Additional outputs in the .gff format and a fasta of the gene matches (in the positive sense) can be generated using the -g and -f options, respectively.
The sample GAMMA output shown below was generated from running GAMMA on a drug resistant Klebsiella pneumoniae (Accession: SAMN11054834) using a combination of all of the ResFinder AR gene databases (https://bitbucket.org/genomicepidemiology/resfinder_db/src/master/) downloaded on 05-06-2020. Your install of GAMMA can be tested using the following command with the test genome and gene database included (the output file will be called "GAMMA_Test.gamma"):
GAMMA.py DHQP1701672_complete_genome.fasta ResFinderDB_Combined_05-06-20.fsa GAMMA_Test
Gene | Contig | Start | Stop | Match_Type | Description | Codon_Changes | BP_Changes | Transversions | Codon_Percent | BP_Percent | Percent_Length | Match_Length | Target_Length | Strand |
---|---|---|---|---|---|---|---|---|---|---|---|---|---|---|
blaSHV-11_1_X98101 | DHQP1701672_chromosome | 2783310 | 2784171 | Native | No coding mutations | 0 | 8 | 3 | 1 | 0.9907 | 1 | 861 | 861 | + |
oqxA_1_EU370913 | DHQP1701672_chromosome | 1175518 | 1176694 | Native | No coding mutations | 0 | 10 | 3 | 1 | 0.9915 | 1 | 1176 | 1176 | - |
oqxB_1_EU370913 | DHQP1701672_chromosome | 1172342 | 1175495 | Mutant | G148N,G540S,D749E, | 3 | 39 | 14 | 0.9971 | 0.9876 | 1 | 3153 | 3153 | - |
fosA_6_ACZD01000244 | DHQP1701672_chromosome | 4658498 | 4658918 | Native | No coding mutations | 0 | 12 | 2 | 1 | 0.9714 | 1 | 420 | 420 | - |
blaTEM-1A_1_HM749966 | pDHQP1701672_amr_plasmid | 24988 | 25849 | Native | No coding mutations | 0 | 1 | 1 | 1 | 0.9988 | 1 | 861 | 861 | - |
blaOXA-9_1_KQ089875 | pDHQP1701672_amr_plasmid | 26548 | 27373 | Truncation | truncation at codon 112 (of 275 codons),1 coding mutations | 1 | 1 | 0 | 0.9964 | 0.9988 | 1 | 825 | 825 | - |
blaKPC-2_1_AY034847 | pDHQP1701672_amr_plasmid | 37034 | 37916 | Native | No coding mutations | 0 | 0 | 0 | 1 | 1 | 1 | 882 | 882 | - |
GAMMA-S:
GAMMA-S (Gene Allele Mutation Microbial Assessment-Sequence) finds best matches from a gene database without translating them--so it will find the best match by nucleotides, rather by the translated protein sequence.
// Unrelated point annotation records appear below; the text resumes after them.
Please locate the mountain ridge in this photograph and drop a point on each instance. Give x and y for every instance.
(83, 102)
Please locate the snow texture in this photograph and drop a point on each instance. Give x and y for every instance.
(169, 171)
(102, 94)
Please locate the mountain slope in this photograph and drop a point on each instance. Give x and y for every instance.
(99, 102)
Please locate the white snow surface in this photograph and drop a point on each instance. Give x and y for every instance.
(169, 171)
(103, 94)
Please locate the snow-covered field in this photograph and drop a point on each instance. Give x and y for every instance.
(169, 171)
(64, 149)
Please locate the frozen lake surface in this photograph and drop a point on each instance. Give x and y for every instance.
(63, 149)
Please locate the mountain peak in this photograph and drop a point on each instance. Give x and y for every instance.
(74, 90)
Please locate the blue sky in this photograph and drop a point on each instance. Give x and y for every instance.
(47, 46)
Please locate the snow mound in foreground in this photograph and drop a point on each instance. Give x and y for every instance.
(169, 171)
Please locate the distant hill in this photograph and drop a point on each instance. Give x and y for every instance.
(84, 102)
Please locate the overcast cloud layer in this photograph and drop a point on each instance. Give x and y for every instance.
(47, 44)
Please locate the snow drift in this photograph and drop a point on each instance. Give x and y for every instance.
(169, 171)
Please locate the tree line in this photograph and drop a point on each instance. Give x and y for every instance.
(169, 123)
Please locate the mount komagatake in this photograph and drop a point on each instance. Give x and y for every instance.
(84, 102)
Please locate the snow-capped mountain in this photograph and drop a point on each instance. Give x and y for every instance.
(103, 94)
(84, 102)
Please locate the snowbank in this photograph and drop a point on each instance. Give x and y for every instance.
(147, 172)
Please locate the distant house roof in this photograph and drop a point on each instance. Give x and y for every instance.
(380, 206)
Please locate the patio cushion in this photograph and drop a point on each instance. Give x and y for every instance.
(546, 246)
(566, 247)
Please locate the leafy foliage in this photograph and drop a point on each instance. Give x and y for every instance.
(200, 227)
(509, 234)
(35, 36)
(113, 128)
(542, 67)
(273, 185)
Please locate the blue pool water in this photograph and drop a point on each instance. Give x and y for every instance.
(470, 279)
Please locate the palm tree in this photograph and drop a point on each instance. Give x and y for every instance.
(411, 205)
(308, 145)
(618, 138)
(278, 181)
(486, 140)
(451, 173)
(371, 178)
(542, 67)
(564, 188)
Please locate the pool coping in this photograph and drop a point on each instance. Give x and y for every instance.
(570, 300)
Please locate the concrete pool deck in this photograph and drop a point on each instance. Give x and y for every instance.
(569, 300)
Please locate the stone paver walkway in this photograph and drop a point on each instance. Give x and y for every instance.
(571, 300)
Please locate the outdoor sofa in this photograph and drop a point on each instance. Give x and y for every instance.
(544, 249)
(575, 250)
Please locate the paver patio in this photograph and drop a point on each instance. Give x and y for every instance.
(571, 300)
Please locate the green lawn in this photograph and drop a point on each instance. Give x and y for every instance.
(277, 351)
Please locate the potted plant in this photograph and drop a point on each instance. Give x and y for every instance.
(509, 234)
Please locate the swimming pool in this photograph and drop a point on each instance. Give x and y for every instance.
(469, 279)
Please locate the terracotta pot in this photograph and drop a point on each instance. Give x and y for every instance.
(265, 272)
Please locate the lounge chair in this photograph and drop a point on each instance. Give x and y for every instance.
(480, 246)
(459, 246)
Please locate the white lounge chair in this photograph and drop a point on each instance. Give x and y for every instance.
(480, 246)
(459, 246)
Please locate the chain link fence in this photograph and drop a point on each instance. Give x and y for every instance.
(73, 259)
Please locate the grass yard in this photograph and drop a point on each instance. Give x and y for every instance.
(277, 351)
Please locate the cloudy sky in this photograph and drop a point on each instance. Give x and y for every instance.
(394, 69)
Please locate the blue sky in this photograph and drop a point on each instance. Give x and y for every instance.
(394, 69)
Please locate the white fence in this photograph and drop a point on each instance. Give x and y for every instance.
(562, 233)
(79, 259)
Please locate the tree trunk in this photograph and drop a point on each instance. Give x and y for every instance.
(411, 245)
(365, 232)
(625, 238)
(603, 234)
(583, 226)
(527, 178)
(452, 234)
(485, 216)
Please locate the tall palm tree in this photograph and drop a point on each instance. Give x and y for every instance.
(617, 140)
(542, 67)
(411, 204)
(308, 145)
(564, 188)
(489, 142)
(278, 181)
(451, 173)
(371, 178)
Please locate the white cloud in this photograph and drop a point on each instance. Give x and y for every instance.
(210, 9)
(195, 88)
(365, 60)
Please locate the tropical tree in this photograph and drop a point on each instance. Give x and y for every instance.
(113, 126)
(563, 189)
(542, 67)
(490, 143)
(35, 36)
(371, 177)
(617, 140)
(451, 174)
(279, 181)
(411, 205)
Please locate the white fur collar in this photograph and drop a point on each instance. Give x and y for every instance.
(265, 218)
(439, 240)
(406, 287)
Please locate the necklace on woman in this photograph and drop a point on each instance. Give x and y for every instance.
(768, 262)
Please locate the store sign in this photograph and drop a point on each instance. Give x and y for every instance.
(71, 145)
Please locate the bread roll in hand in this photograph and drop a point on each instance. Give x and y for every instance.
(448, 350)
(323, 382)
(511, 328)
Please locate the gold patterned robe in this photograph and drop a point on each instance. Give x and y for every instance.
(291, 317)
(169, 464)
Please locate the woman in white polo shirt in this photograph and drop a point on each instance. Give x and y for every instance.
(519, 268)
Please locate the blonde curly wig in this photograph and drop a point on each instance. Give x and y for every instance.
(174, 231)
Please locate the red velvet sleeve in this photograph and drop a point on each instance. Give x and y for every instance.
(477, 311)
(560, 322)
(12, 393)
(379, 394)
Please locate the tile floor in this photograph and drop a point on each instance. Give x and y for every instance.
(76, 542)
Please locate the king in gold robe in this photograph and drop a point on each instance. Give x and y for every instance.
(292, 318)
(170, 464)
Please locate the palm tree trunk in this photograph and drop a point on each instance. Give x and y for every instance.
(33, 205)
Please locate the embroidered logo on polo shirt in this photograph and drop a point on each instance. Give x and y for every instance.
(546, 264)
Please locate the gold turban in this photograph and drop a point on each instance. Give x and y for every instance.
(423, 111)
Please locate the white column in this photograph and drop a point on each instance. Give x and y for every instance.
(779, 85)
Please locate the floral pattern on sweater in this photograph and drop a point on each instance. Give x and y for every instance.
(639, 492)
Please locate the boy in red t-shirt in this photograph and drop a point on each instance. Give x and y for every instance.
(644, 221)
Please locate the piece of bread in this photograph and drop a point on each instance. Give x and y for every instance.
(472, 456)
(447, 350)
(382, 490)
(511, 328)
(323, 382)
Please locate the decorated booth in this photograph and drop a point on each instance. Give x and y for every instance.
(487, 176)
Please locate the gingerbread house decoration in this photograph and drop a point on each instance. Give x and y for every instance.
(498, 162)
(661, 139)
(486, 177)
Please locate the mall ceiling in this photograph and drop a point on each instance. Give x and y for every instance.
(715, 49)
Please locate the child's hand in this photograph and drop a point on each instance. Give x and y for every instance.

However, it can perform protein-protein sequence matching as well, which requires two protein fastas as the input. Details on the usage, arguments, and outputs of GAMMA-S are described in a seperate GAMMA-S_README.md included in this package.
Citing GAMMA:
Stanton RA, Vlachos N, Halpin AL. GAMMA: a tool for the rapid identification, classification, and annotation of translated gene matches from sequencing data. Bioinformatics. 2021 Aug 20:btab607. doi: 10.1093/bioinformatics/btab607. Epub ahead of print. PMID: 34415321.